Der Stil ist schon so gehalten, das ich weiter lesen wollte, vor allem weil ich schon neugierig war, wie die einzelnen Punkte miteinander verknüpft werden. Schade das dabei Winge und auch Cardell so seltsam blutleer bleiben. Beide haben zwar traurige und realistische Hintergrundgeschichten, aber vor allem Erstere wird wieder viel zu aufgebauscht und das nervte mich irgendwie, es war wieder so unnötig. 

Die Auflösung war durchaus glaubwürdig aufgebaut, wenn auch an ein paar Stellen mir persönlich zu viel des Guten. Ich finde der Autor neigt sehr stark dazu, immer gleich alles zu übertreiben, das wirkt an einigen Stellen dann sehr überladen. 

Kein wirklich schlechter Roman, ich habe ja nicht ohne Grund weiter gelesen.

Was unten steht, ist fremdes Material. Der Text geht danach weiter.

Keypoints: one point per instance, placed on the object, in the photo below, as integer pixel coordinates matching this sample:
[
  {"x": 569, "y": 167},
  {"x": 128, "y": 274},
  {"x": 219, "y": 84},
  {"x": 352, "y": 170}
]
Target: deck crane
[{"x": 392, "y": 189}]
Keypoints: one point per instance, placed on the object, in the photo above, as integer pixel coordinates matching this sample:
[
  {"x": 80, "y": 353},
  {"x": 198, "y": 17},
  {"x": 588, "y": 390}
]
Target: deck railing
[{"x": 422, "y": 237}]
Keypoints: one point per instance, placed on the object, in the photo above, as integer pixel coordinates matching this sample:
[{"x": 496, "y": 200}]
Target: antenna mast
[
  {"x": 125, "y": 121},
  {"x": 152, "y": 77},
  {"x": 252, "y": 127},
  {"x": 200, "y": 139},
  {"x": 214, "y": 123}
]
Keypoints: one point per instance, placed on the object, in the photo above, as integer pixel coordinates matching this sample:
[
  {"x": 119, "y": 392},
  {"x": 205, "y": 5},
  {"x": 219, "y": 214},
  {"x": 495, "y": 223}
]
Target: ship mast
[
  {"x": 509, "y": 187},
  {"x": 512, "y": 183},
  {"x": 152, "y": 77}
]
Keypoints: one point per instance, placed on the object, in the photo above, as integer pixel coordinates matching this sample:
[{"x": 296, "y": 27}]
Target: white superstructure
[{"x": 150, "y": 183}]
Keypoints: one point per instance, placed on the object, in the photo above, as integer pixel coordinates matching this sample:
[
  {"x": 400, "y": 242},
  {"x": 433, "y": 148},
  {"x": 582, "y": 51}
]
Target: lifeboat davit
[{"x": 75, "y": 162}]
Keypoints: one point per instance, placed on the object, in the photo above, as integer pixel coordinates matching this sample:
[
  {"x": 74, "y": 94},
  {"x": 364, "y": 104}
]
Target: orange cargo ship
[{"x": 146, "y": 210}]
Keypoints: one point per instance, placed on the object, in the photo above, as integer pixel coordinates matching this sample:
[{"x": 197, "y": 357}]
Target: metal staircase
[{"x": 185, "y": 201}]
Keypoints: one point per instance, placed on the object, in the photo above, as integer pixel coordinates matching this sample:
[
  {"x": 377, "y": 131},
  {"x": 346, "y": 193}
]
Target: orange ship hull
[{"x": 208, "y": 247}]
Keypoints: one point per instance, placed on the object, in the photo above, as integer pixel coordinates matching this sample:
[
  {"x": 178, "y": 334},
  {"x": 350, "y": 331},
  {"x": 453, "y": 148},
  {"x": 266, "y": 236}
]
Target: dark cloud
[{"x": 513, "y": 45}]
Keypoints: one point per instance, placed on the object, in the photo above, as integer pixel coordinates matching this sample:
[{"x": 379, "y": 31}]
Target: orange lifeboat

Vieles viel mir jetzt auch erst in der Retrospektive auf. Für mich kein Flop, kein Highlight,  kann man lesen: 

wenn man mal einen historischen Roman mit Krimi und Thrillerelementen lesen möchte, der sich mal mit einer Zeit und einem Land beschäftigt, welche im deutschsprachigen Raum nicht so oft übersetzt vorliegt.